Dresden (DT/KNA) Einen Festgottesdienst zum 100. Geburtstag von Mutter Teresa (1910–1997) feiert das Bistum Dresden-Meißen am Donnerstag in Chemnitz. Die Messe mit Bischof Joachim Reinelt beginnt um 10 Uhr in der Kirchengemeinde Sankt Joseph, wie das Bistum ankündigte.

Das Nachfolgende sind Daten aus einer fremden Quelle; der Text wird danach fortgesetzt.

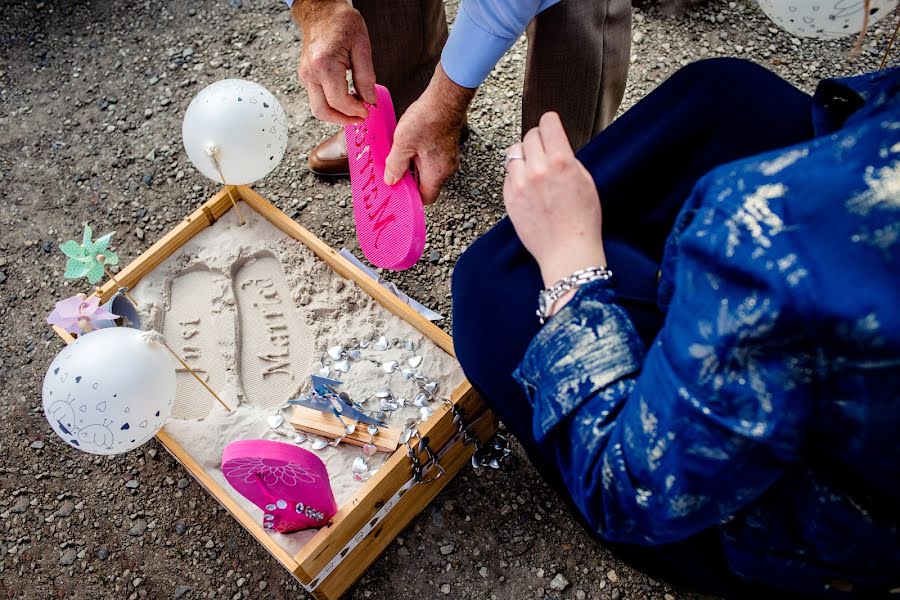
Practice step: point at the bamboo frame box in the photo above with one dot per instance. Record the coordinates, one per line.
(339, 553)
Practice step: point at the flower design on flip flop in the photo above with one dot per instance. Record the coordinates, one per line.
(270, 470)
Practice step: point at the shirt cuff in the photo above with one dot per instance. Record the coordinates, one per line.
(587, 346)
(471, 52)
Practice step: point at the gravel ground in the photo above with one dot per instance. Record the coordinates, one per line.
(91, 99)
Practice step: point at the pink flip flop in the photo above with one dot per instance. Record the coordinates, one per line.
(288, 483)
(390, 220)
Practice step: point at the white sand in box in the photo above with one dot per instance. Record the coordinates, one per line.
(254, 312)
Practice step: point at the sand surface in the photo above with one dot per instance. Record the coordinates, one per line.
(254, 312)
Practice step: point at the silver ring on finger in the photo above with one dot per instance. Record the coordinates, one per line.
(511, 157)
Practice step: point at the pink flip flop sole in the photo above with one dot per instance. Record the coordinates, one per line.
(288, 483)
(390, 220)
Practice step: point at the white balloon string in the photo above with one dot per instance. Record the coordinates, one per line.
(211, 150)
(887, 51)
(857, 47)
(121, 287)
(154, 337)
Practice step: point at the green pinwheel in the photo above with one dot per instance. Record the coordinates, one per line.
(85, 258)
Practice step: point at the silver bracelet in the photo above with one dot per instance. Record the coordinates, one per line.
(547, 298)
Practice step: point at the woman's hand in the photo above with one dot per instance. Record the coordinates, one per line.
(553, 203)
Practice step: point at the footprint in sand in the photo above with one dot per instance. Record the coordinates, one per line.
(276, 353)
(190, 327)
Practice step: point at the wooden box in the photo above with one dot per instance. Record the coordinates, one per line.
(338, 554)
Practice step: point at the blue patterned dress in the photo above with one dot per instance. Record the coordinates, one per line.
(768, 406)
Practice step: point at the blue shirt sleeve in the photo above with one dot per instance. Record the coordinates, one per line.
(658, 444)
(483, 31)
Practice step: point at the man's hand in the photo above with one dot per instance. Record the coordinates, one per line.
(428, 134)
(335, 38)
(553, 203)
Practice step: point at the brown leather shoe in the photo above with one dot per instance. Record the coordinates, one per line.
(329, 158)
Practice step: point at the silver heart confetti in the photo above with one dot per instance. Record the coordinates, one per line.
(405, 435)
(389, 367)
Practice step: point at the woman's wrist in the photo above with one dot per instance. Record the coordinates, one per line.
(556, 268)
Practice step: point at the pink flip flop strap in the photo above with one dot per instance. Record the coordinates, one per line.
(390, 220)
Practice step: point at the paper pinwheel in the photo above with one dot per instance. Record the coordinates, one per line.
(81, 315)
(83, 258)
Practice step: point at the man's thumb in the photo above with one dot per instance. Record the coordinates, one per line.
(397, 164)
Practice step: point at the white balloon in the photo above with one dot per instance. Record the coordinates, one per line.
(109, 391)
(242, 123)
(824, 19)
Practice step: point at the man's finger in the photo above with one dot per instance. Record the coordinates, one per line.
(534, 150)
(322, 111)
(553, 135)
(339, 98)
(429, 188)
(397, 163)
(363, 70)
(515, 161)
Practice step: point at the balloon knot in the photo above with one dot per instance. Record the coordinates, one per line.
(152, 337)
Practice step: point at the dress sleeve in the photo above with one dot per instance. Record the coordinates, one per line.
(657, 444)
(482, 33)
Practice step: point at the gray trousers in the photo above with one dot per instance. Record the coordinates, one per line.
(577, 64)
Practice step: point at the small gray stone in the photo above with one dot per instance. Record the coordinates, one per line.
(21, 505)
(68, 557)
(559, 583)
(138, 529)
(66, 508)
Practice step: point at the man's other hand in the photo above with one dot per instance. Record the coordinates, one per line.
(335, 39)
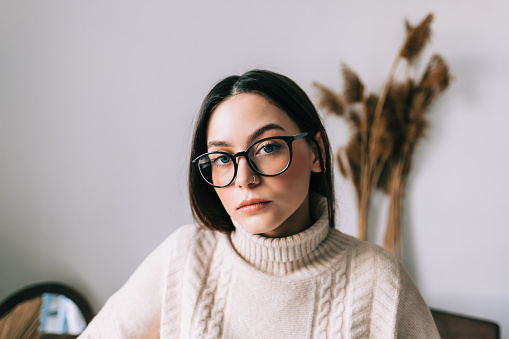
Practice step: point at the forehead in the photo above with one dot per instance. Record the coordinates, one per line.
(240, 115)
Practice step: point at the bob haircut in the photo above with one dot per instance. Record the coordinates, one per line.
(207, 209)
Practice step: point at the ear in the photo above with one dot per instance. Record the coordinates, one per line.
(318, 151)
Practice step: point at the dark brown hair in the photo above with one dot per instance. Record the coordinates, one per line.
(282, 92)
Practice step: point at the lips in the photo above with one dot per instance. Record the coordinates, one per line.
(252, 205)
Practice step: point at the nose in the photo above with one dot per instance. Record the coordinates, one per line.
(245, 174)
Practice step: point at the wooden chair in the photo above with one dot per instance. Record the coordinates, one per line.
(456, 326)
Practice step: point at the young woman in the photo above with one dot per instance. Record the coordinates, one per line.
(264, 259)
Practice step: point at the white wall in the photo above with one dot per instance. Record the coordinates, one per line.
(97, 100)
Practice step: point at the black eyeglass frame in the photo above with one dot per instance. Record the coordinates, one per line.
(288, 139)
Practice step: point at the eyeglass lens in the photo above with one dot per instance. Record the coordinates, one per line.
(267, 157)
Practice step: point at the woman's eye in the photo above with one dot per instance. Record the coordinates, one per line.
(268, 148)
(222, 160)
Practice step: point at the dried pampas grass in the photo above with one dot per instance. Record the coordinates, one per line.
(386, 129)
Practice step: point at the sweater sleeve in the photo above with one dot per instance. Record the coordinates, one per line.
(134, 311)
(414, 318)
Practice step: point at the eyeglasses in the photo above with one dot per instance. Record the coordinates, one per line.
(267, 157)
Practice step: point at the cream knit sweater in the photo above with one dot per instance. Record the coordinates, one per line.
(319, 283)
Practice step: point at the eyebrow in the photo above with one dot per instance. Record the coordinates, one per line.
(251, 138)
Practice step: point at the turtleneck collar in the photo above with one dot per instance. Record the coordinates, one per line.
(283, 255)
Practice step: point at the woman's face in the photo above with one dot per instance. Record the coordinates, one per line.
(271, 206)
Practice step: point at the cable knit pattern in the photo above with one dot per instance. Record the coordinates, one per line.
(319, 283)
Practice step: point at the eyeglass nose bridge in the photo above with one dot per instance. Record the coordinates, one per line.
(236, 165)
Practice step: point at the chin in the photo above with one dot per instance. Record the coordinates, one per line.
(257, 226)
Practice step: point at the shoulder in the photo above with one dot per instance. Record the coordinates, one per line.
(369, 258)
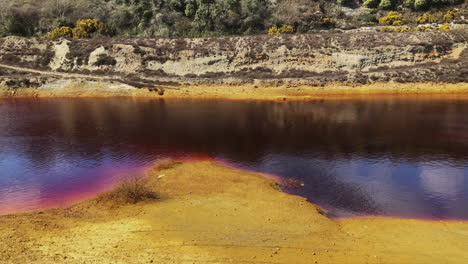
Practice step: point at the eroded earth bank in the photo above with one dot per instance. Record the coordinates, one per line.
(208, 213)
(237, 67)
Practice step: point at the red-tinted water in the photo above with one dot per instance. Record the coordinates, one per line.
(388, 157)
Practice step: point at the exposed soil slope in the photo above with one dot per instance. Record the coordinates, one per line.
(208, 213)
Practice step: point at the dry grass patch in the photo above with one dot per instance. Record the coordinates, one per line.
(131, 190)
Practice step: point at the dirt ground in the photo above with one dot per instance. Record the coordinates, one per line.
(208, 213)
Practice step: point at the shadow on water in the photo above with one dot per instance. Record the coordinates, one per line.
(404, 158)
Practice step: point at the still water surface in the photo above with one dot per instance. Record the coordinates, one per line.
(386, 157)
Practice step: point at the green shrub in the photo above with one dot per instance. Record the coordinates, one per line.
(280, 30)
(449, 16)
(409, 3)
(421, 4)
(366, 17)
(386, 4)
(87, 25)
(386, 29)
(273, 31)
(343, 2)
(425, 18)
(327, 22)
(401, 29)
(286, 29)
(445, 27)
(371, 3)
(422, 29)
(79, 33)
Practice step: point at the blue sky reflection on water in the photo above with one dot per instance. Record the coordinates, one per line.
(396, 158)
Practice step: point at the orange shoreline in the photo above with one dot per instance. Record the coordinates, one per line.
(260, 92)
(210, 213)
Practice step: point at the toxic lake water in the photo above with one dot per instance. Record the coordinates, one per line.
(383, 157)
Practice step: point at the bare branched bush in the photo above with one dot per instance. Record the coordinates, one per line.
(131, 190)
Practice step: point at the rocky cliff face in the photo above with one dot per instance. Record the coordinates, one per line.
(340, 57)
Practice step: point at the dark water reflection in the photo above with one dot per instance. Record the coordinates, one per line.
(394, 157)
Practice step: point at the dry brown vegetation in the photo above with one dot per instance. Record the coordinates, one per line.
(133, 189)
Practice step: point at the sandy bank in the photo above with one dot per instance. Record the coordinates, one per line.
(261, 91)
(208, 213)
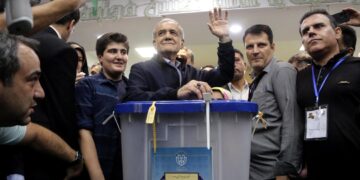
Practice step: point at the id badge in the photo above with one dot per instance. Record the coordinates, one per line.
(316, 123)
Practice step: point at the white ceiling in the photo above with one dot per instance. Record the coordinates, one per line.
(283, 21)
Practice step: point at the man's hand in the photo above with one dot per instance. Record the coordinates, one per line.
(79, 76)
(74, 170)
(354, 17)
(218, 25)
(193, 90)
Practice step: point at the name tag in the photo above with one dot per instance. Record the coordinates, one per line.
(316, 123)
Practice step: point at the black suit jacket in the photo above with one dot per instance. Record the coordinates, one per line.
(57, 110)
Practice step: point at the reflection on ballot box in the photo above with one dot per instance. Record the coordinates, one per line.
(176, 144)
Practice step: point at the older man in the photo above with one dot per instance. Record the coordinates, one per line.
(19, 89)
(162, 77)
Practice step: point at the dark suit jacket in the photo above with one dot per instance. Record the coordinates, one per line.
(57, 110)
(157, 80)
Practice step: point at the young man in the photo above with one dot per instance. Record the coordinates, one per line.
(162, 77)
(96, 98)
(276, 149)
(328, 92)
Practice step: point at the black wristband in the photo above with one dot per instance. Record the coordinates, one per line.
(78, 158)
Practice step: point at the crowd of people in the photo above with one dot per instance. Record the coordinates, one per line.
(64, 115)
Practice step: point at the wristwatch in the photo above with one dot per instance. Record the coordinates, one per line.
(78, 158)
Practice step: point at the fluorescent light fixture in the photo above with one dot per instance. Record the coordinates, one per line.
(235, 28)
(302, 48)
(99, 36)
(146, 52)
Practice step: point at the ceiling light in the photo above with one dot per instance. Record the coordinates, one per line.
(235, 28)
(302, 48)
(99, 36)
(146, 52)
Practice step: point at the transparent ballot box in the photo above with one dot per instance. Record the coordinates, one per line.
(180, 145)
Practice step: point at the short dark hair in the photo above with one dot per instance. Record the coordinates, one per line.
(108, 38)
(81, 49)
(333, 22)
(348, 36)
(258, 29)
(75, 15)
(9, 61)
(238, 51)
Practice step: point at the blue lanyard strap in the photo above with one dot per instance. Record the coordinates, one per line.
(316, 90)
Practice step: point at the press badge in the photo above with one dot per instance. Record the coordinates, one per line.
(316, 123)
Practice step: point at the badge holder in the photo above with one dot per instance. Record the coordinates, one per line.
(316, 123)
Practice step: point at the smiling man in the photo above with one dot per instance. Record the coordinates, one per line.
(276, 150)
(162, 77)
(330, 90)
(96, 98)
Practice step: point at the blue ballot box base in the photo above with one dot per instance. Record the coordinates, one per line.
(183, 161)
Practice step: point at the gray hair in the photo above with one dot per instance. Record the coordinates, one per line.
(169, 20)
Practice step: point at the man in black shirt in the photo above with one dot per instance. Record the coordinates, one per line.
(328, 91)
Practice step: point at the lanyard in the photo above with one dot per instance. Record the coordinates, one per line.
(316, 90)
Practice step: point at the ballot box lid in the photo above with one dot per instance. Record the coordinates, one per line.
(187, 106)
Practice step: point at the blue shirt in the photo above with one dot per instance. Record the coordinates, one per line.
(96, 98)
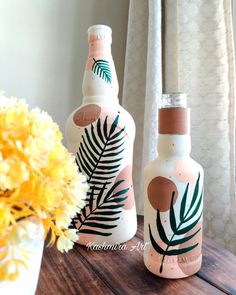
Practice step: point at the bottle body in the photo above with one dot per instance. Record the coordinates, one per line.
(173, 206)
(100, 133)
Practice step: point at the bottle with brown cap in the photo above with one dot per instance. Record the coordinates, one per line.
(100, 134)
(173, 196)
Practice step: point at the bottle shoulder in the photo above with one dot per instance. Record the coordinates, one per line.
(90, 113)
(176, 166)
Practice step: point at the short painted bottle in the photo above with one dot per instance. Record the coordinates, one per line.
(173, 196)
(100, 134)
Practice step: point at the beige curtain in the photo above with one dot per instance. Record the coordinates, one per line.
(198, 58)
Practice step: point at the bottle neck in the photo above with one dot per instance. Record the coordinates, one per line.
(174, 145)
(100, 78)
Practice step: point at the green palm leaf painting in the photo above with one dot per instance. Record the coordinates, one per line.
(99, 157)
(103, 211)
(179, 227)
(101, 68)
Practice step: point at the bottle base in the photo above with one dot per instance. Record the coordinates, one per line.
(173, 270)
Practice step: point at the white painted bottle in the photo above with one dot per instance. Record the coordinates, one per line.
(174, 195)
(100, 133)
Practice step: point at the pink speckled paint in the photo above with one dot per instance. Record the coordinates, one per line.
(173, 199)
(100, 134)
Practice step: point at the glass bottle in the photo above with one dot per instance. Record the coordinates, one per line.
(173, 196)
(100, 133)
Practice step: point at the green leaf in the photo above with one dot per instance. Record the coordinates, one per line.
(95, 138)
(114, 125)
(195, 193)
(196, 209)
(99, 131)
(102, 69)
(91, 200)
(121, 192)
(93, 232)
(111, 190)
(106, 212)
(160, 228)
(183, 240)
(154, 243)
(82, 165)
(106, 167)
(113, 154)
(82, 150)
(88, 149)
(91, 143)
(99, 197)
(118, 133)
(96, 182)
(102, 177)
(115, 147)
(103, 218)
(105, 172)
(110, 161)
(85, 162)
(172, 214)
(105, 128)
(111, 207)
(118, 200)
(183, 202)
(95, 147)
(189, 227)
(116, 141)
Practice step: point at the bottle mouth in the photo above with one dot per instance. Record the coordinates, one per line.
(174, 100)
(99, 32)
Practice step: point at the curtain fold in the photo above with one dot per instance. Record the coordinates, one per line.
(198, 58)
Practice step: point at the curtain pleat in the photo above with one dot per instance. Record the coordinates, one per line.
(198, 59)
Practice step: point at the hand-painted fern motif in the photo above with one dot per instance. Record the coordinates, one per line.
(99, 157)
(102, 69)
(103, 210)
(178, 229)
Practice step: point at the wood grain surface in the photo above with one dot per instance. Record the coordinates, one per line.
(83, 271)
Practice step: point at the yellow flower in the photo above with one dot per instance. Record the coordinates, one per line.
(38, 177)
(5, 218)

In Chemnitz befindet sich seit 1983 die einzige sächsische Niederlassung der „Missionarinnen der Nächstenliebe“, die von Mutter Teresa gegründet wurden. Die vier Schwestern unterhalten eine Suppenküche und bieten obdachlosen Männern, Frauen und Kindern eine Unterkunft. 1984 und 1988 war Mutter Teresa in Chemnitz zu Besuch. Die albanisch-stämmige Ordensgründerin wurde für ihren vom indischen Kalkutta ausgehenden Dienst an Armen und Sterbenden weltbekannt. Sie erhielt dafür 1979 den Friedensnobelpreis, 2003 sprach Papst Johannes Paul II. sie selig. Ein Verfahren zu ihrer Heiligsprechung ist im Gange. Auch der Berliner Kardinal Georg Sterzinsky feiert am Donnerstag einen Gedenkgottesdienst zum 100. Geburtstag von Mutter Teresa. Er beginnt um 10 Uhr in der Kreuzberger Kirche Sankt Marien/Liebfrauen (Wrangelstraße 50/51), wie das Erzbistum Berlin ankündigte. In dieser Kirchengemeinde unterhalten die von Mutter Teresa gegründeten „Missionarinnen der Nächstenliebe“ seit 27 Jahren eine Suppenküche für Arme.